I have a theory. It goes something like this: There is a certain inventory level of games after which point you have diminishing returns. There are only so many games in circulation, desired by a local community. After this point, you begin to see a decline in inventory movement, as the less desirable inventory sells less often, dragging down your average.
Diminishing returns assumes there's a performance baseline, and for the sake of argument, we'll say it's a modest three turns of inventory. My magic number for when you have diminishing returns is about $200,000 of inventory (retail), which should develop about $600,000/year in sales, using those three turns as a guideline. This is the optimal store size, provided you have a large enough community to support it. Any bigger than this and your inventory is under performing.
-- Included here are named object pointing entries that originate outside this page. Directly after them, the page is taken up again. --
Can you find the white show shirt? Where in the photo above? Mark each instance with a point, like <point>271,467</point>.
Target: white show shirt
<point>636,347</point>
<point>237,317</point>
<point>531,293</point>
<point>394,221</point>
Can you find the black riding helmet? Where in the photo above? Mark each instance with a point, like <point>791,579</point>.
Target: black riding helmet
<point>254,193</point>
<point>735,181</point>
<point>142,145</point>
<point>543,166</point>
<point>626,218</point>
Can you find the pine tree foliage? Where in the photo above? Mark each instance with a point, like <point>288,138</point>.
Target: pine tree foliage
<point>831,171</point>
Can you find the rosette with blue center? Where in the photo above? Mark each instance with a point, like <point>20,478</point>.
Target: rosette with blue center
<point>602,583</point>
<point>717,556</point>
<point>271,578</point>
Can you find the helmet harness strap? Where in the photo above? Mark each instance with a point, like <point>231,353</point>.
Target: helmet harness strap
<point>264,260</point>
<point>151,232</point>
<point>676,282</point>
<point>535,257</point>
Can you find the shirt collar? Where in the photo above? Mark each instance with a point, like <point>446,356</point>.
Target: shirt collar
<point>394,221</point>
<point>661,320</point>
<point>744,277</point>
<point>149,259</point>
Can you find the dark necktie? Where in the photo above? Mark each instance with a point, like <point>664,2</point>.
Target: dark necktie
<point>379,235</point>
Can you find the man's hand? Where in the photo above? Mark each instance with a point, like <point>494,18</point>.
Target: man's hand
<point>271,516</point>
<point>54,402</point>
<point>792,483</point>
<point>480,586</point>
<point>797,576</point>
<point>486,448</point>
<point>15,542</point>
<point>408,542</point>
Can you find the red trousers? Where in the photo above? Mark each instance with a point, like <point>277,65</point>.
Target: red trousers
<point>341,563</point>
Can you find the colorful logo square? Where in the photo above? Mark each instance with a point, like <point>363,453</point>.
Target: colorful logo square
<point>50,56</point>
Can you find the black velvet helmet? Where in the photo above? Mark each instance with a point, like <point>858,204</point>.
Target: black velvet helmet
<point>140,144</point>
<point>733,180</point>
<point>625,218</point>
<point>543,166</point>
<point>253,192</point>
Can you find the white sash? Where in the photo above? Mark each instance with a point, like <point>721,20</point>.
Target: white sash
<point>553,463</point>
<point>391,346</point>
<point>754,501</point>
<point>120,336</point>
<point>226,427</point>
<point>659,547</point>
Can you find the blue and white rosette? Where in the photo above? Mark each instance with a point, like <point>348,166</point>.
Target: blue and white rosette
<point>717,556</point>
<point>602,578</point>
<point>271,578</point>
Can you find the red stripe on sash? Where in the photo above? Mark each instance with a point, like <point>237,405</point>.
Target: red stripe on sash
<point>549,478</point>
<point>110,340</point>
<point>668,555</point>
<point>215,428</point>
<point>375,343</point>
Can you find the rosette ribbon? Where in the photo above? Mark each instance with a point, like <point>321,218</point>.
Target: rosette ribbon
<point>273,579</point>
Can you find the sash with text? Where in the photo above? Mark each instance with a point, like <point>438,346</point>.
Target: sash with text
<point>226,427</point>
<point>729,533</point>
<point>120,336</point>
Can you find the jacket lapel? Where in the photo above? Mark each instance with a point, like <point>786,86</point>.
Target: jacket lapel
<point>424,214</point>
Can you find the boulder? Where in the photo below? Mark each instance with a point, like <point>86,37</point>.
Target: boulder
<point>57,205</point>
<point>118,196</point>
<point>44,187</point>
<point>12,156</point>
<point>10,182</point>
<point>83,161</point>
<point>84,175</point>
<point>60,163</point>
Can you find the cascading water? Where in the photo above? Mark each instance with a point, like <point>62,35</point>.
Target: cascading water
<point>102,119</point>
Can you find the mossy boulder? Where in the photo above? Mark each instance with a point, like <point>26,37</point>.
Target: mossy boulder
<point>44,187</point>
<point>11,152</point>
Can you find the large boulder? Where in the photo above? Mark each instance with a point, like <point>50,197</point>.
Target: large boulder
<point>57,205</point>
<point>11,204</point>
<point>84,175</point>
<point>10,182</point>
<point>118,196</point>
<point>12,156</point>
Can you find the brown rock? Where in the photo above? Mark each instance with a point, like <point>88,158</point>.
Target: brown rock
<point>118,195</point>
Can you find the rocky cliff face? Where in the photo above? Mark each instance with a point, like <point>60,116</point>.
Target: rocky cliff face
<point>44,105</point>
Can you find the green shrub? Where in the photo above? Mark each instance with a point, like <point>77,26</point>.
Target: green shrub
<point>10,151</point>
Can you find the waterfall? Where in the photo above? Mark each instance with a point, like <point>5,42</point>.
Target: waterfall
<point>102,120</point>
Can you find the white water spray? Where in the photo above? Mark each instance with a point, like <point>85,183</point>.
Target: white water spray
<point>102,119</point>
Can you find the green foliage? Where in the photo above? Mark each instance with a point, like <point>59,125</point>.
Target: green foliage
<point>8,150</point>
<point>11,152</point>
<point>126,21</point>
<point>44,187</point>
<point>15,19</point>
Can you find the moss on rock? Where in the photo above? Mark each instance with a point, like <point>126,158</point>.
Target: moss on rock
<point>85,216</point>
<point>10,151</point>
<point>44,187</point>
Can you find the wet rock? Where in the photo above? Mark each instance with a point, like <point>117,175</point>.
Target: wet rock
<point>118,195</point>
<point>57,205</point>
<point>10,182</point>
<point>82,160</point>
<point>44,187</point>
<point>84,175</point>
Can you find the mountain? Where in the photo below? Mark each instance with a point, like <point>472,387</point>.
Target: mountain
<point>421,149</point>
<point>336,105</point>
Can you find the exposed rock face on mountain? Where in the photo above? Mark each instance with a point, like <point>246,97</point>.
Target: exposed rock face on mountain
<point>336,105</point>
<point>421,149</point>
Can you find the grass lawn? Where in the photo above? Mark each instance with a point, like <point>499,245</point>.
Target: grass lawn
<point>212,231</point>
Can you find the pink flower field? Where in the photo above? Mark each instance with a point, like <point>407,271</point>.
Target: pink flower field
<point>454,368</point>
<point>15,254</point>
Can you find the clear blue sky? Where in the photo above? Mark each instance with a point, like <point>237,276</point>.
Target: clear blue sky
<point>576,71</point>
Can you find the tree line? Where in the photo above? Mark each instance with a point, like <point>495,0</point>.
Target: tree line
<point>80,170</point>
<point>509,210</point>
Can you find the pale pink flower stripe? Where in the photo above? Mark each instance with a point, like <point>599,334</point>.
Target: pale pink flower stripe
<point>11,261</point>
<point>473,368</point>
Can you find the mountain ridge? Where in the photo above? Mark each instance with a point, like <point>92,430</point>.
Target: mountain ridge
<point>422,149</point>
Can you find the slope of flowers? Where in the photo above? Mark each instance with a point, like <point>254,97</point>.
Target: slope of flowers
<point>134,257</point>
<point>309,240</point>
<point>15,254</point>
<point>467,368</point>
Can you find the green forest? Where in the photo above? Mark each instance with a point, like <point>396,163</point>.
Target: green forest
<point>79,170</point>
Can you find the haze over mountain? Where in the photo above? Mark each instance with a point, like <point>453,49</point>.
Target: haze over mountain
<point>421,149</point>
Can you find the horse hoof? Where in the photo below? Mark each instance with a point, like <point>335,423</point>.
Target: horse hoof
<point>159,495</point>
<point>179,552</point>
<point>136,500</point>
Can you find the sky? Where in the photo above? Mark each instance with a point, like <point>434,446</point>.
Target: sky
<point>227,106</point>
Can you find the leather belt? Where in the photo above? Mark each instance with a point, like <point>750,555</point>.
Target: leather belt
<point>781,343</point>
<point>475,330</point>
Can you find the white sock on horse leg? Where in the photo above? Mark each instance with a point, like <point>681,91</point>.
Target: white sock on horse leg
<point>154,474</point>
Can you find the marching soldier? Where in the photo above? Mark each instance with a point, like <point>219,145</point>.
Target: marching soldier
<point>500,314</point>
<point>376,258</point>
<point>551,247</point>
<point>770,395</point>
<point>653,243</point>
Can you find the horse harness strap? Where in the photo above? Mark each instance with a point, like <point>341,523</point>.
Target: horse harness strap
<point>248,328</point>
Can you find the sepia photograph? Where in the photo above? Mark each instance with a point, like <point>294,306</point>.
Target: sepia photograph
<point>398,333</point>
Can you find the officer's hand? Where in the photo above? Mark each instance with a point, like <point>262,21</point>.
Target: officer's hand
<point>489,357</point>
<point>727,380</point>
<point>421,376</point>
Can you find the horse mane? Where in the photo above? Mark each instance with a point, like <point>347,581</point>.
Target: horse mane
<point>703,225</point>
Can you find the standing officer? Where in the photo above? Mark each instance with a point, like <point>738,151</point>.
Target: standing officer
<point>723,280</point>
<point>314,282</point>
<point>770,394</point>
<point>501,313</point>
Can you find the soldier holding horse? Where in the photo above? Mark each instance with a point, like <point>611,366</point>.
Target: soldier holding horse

Any lower than this and you have room for expansion.
If you have less than that amount of inventory, and most game stores do (probably less than half that), you can aspire to get more inventory and be comfortable knowing you have a future of strong sales. However, if you buy more than this magical point in space, you're bringing in under-performing inventory, and accepting that you'll have lower turns with a modest increase in sales. This concept is important because it sets an upper limit of efficiency on a game store. I'm not there yet, for sure, but it says that if you want to go beyond that magic number, you will be less efficient. The alternative is to buck the trend and turbo charge your turns, but that's another story.
This efficiency formula puts an upper limit on game store performance, which is how one might go about considering a second store, or some other form of expansion. Every retail niche probably has this magical formula, the "good" inventory value based on the accepted average turns. To be fair, most stores don't have the population base to support these level of sales, and my guess is most open a second store because they tap out their population base, rather than their inventory dollars.